His sentiments are echoed by others, including one Laurie Way couple who have sought legal advice.

Their lawyer, in a written letter, said he believed the residents had a strong case but warned of the cost involved in they took action.

City Contact general manager Peter Eathorne said the council would defend its position if taken to court as they had not made any mistakes in the process.

If another application was received to fill a gully today and it met the criteria, the result would be no different, he said.

"When a staff member under authority - and Virginia is a very experienced planner - is looking at this type of application our legal advisers say we have no grounds to consider anything else other than the geo-technical issues," he said.

"Under the current district plan those are the rules. I certainly have sympathy for the residents. They have looked at the big picture and seen this massive housing development but we can only look at the application to fill a gully. That area has been designated as residential and in principal that's allowed as a right in this city."

Mr Eathorne said the term 'undevelopable' was not a legal definition but an interpretation of the land's current status.

That status can change if an application is made to do so.

"I can understand why they've taken it at face value, however I'm also concerned there were no steps to check what that might mean," he said.

"Nothing in our LIMs should be taken at face value because things are always subject to change."

Council v Les Fugle

The city council has launched three separate prosecutions against Mr Fugle and his company, Pacific Farms Ltd, over the work undertaken to date.
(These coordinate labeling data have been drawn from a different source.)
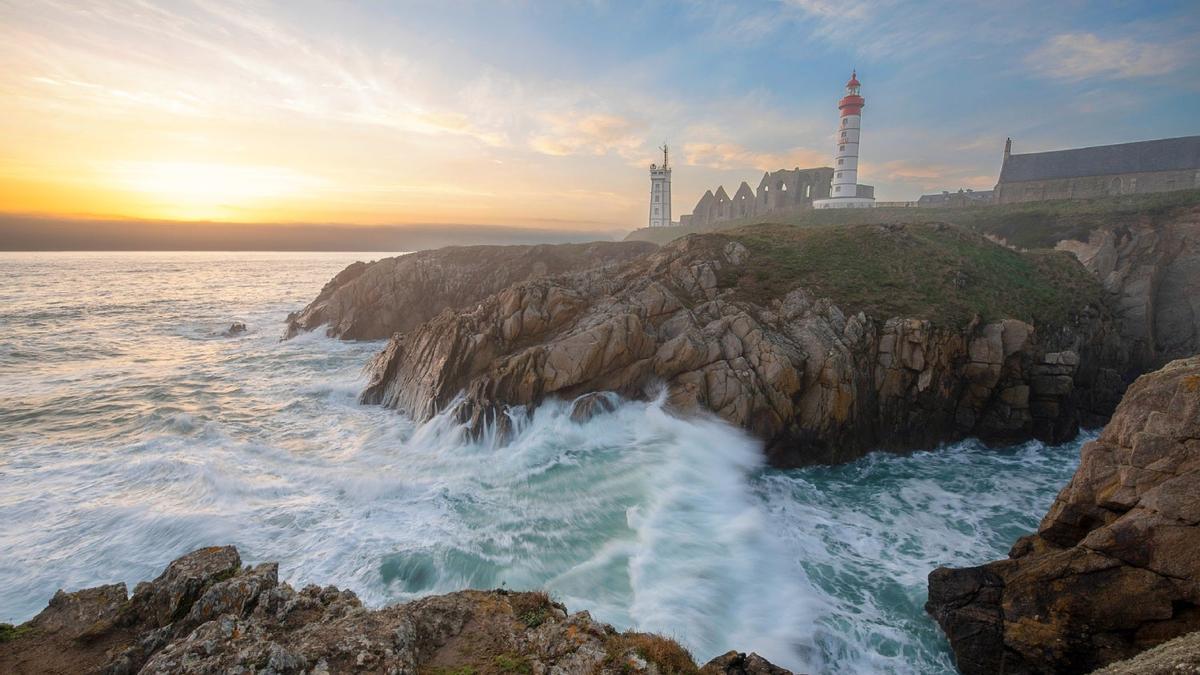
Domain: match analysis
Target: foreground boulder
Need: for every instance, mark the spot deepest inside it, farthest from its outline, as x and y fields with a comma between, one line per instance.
x=1151, y=268
x=373, y=300
x=815, y=382
x=1115, y=565
x=208, y=614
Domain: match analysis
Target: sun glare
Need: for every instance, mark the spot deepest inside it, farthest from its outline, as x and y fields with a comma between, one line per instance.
x=199, y=190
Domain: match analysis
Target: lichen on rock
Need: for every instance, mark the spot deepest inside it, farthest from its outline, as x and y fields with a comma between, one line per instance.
x=209, y=614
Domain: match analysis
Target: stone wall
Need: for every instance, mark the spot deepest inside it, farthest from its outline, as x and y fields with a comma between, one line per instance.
x=778, y=192
x=1092, y=186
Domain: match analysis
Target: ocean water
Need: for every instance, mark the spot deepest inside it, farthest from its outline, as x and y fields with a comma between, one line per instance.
x=132, y=431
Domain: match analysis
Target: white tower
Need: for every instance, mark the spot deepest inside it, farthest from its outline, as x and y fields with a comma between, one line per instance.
x=844, y=191
x=660, y=192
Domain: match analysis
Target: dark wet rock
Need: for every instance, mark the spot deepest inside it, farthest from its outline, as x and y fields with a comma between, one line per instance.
x=736, y=663
x=591, y=405
x=1114, y=567
x=815, y=383
x=1180, y=656
x=207, y=614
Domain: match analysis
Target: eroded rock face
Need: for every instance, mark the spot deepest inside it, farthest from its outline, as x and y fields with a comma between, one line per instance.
x=1115, y=565
x=817, y=384
x=202, y=616
x=1152, y=270
x=373, y=300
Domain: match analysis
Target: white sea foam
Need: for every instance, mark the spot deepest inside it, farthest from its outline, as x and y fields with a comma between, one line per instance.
x=130, y=435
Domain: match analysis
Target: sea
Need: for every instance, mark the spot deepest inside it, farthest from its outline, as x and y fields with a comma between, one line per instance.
x=132, y=431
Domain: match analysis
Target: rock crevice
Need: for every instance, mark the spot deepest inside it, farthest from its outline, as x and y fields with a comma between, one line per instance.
x=209, y=614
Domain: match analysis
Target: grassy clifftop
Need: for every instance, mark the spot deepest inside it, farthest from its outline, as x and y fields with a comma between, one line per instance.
x=943, y=273
x=1035, y=225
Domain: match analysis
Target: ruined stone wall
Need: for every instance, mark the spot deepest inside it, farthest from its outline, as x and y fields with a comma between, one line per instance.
x=1091, y=186
x=779, y=191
The charges include operating without consent and breaching the conditions of the resource consent after it was approved.

Under the Resource Management Act, a prison term or fine of up to $250,000 can be handed down.
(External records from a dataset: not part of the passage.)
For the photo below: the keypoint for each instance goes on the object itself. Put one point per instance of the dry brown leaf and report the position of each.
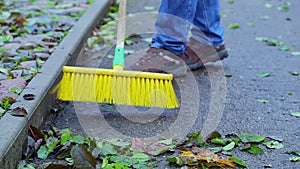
(148, 146)
(208, 158)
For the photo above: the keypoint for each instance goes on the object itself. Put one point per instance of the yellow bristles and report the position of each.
(117, 87)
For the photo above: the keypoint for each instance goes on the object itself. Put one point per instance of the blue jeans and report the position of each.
(177, 18)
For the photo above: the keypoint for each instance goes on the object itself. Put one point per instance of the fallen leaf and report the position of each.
(208, 158)
(229, 147)
(29, 96)
(273, 144)
(36, 133)
(296, 114)
(239, 162)
(55, 166)
(150, 146)
(255, 150)
(83, 158)
(248, 138)
(109, 149)
(8, 99)
(19, 111)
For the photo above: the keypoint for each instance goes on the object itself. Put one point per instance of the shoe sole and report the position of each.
(178, 72)
(212, 58)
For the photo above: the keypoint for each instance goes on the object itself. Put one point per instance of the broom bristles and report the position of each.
(117, 87)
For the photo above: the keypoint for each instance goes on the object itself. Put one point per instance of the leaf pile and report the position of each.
(218, 150)
(30, 30)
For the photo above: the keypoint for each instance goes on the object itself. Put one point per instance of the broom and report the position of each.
(117, 86)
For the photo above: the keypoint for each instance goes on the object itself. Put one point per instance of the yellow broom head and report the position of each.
(117, 87)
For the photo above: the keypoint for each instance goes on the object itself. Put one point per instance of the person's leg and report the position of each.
(173, 24)
(207, 42)
(207, 20)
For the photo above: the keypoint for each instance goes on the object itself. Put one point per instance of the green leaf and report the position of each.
(273, 144)
(295, 159)
(149, 40)
(296, 114)
(175, 160)
(284, 48)
(141, 156)
(109, 149)
(196, 138)
(263, 101)
(66, 136)
(78, 139)
(168, 142)
(297, 53)
(221, 141)
(6, 38)
(4, 15)
(52, 144)
(255, 150)
(229, 147)
(238, 161)
(263, 74)
(43, 152)
(129, 42)
(24, 165)
(234, 26)
(4, 70)
(248, 138)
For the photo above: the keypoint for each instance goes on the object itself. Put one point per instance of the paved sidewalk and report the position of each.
(245, 91)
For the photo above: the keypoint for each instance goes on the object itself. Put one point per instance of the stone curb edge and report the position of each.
(14, 130)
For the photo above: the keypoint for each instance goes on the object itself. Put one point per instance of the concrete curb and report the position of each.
(14, 130)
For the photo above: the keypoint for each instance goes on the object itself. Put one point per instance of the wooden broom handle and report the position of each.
(121, 27)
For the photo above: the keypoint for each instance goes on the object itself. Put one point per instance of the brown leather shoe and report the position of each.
(197, 54)
(159, 61)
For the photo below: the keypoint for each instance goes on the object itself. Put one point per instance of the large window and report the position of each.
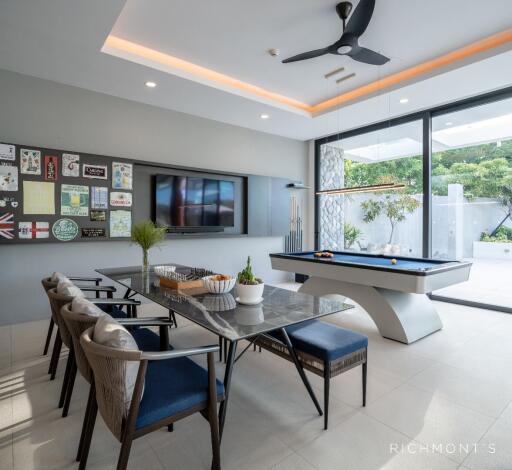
(374, 221)
(461, 208)
(472, 198)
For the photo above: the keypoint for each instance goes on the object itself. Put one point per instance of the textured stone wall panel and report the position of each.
(331, 207)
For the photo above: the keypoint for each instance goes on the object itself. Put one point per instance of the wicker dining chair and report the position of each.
(169, 387)
(57, 345)
(48, 284)
(77, 323)
(57, 301)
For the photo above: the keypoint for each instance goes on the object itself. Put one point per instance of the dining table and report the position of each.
(226, 318)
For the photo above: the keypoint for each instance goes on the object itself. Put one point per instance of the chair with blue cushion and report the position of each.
(168, 387)
(324, 349)
(51, 282)
(57, 301)
(77, 323)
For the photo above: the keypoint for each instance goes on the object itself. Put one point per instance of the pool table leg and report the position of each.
(398, 315)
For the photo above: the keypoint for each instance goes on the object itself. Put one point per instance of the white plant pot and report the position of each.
(249, 293)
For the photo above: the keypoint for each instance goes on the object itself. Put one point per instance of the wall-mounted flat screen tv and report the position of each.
(189, 202)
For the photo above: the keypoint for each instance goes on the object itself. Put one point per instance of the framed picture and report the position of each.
(122, 175)
(70, 165)
(94, 171)
(30, 162)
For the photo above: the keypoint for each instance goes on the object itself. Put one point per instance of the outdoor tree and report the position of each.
(395, 208)
(350, 234)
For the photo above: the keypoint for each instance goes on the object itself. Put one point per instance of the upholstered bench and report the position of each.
(324, 349)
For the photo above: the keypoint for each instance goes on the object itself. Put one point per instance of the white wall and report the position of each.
(42, 113)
Mr Eathorne said the first council knew of the earthworks was when residents alerted it that the land was being stripped and burnt off in late July.

Since then, the council had received constant complaints over dust, noise and smoke, and abatement notices had been issued, he said.

"The primary driver here is we have a developer who hasn't complied with the council process. He's been quoted in public meetings saying 'if the council prosecute me that's just the cost of business'.

"[Initially] he was carrying out works without consent, then he objected to the consent conditions and carried on anyway. Then finally he got a consent but ignored the conditions," Mr Eathorne said.

"He's fought us constantly but we don't have the power to shut him down, only the courts do."

The council began legal proceedings in October, but a hearing date has yet to be set.

Mr Fugle said he "vigorously denied" the charges laid.

His defence, he said, was that the initial work did not require a resource consent and he had lodged an appeal with the Environment Court over the conditions later put in place. "[The consent] basically said we must be finished within six months. Quite frankly that's poor engineering planning and leaves the entire site open to erosion and dust, which is exactly what the residents don't like. We've vigorously opposed the conditions but the council officer refused to hear our objections."

The council had also breached its own protocols, he said.

"We applied for the consent in June 2007 and they have 20 working days to respond, and can extend that to 40 days under certain circumstances. But it didn't come through until what, October/ November. That's closer to 100 days," he said.

Mr Fugle said his company had invested "millions" in the project, though planning for the land was still in the early stages.

 WHAT IT MEANS

The term "undevelopable" when used in a LIM report does not mean what you might think. Under the Palmerston North City Council's district plan, it is an interpretation of the land's status. But that status can be changed to "developable" if an application is made to restructure it and geo- technical information is provided to support the change.